NASA Announces Discovery Of Earth-Like Planet Around Distant Star
MELISSA BLOCK, HOST:
We begin this hour with an exciting new astronomy lesson - the discovery of an Earthlike planet around a distant star. It orbits in the so-called Goldilocks zone where liquid water and possibly life could exist. NPR's Geoff Brumfiel reports on this new faraway world and how it came into view.
GEOFF BRUMFIEL, BYLINE: NASA has a telescope in space called Kepler, and Kepler has just one job - to watch for very faint eclipses caused by faraway planets as they pass in front of their stars. Today, scientists announced they had seen possible eclipses from roughly 500 distant worlds.
JEFF COUGHLIN: These new 500 are kind of all types of planets. They're all over the place.
BRUMFIEL: That's Jeff Coughlin, an astronomer at the SETI Institute who works on the Kepler mission. Some of the new planets are big gas giants like Jupiter. Some are small. Some orbit near their star and get scorched, like our innermost planet, Mercury. Others are far away, icy and cold.
COUGHLIN: But 12 of them are in the habitable zone where liquid water could exist on their surface.
BRUMFIEL: And liquid water means life, as we know it, could also exist. Now, of those 12, there is one that really stands out.
BRUMFIEL: Kepler-452B is exciting for a couple of reasons. Doug Caldwell, another astronomer on the Kepler mission, says that for one thing, it's a good size.
DOUG CALDWELL: It's about 60 percent bigger than the size of the Earth in radius.
BRUMFIEL: Its orbit is similar. One year is 385 Earth days. But maybe the most exciting thing about this planet isn't planet itself but the star it orbits.
CALDWELL: It's very similar to the Sun. It's about 20 percent brighter than the sun. But the planet 452B is slightly further away from its start than we are from the Sun, so it's actually receiving only about 10 percent more energy from its star than we're seeing from our star.

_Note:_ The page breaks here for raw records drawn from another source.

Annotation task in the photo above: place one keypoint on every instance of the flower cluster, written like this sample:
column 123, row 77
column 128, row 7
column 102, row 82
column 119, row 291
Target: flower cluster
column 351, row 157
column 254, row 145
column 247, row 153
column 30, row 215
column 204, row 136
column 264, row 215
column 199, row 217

BRUMFIEL: In other words, this new planet and its star are pretty much the closest thing to Earth we've seen yet. And that's why everyone's so excited. There could be water, and that means there could be life quite similar to what we have here. Now, there are some important differences. It appears to be about five times the mass of our planet, and its also likely to be quite a bit older. The star's around 6 billion years old. That makes it 1-and-a-half billion years older than the sun.

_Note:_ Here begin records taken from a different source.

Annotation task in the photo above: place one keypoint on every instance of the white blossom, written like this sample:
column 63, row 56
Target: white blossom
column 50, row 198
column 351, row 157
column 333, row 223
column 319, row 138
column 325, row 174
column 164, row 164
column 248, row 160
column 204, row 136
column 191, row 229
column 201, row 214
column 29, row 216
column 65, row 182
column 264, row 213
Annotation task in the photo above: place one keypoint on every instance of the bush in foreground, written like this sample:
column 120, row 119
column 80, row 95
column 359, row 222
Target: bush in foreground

CALDWELL: And presumably, the planet is 1-and-a-half billion years older than the Earth.
BRUMFIEL: That could be bad news for any inhabitants on 452B. As stars age, they get hotter. And the planet's hot star could be triggering a greenhouse effect on the surface.
CALDWELL: So this planet is kind of on the verge of being at that runaway greenhouse stage where it could be losing all of its water.
BRUMFIEL: In fact, our own planet will someday be in a similar pickle, says factor on will someday be in a similar pickle says Marc Kuchner, an astrophysicist at NASA's Goddard Space Flight Center.
MARC KUCHNER: There'll be drastic changes on Earth as we start losing the oceans just because of the Sun warming up a few percent.
BRUMFIEL: But Kuchner cautions that we shouldn't draw too many conclusions about our own fate from the new 452B.
KUCHNER: It's not really a peek into our future.
BRUMFIEL: That's because there are a lot of things we still don't know about this new world.
KUCHNER: Is this planet made of rocks? Is it made of some other strange material that we haven't even imagined?
BRUMFIEL: We may never be able to answer these questions. 452B is about 1,400 light years away. That's way too far to send a space probe. Even the best telescopes we could imagine would strain to see the little world at those vast distances. Nevertheless, Kuchner says, Kepler-452B is a big deal.
KUCHNER: The number of planets that are really in the range of Earth's size and really in their habitable zones is tiny, and these are precious. And this is another major discovery.
BRUMFIEL: And everyone hopes there could be even more discoveries to come. NASA's next step is to build a telescope that could search for planets around stars much closer to Earth with Earthlike worlds we might someday be able to see. Geoff Brumfiel, NPR News.
BLOCK: Additional reporting for that story came from NPR's Nell Greenfieldboyce.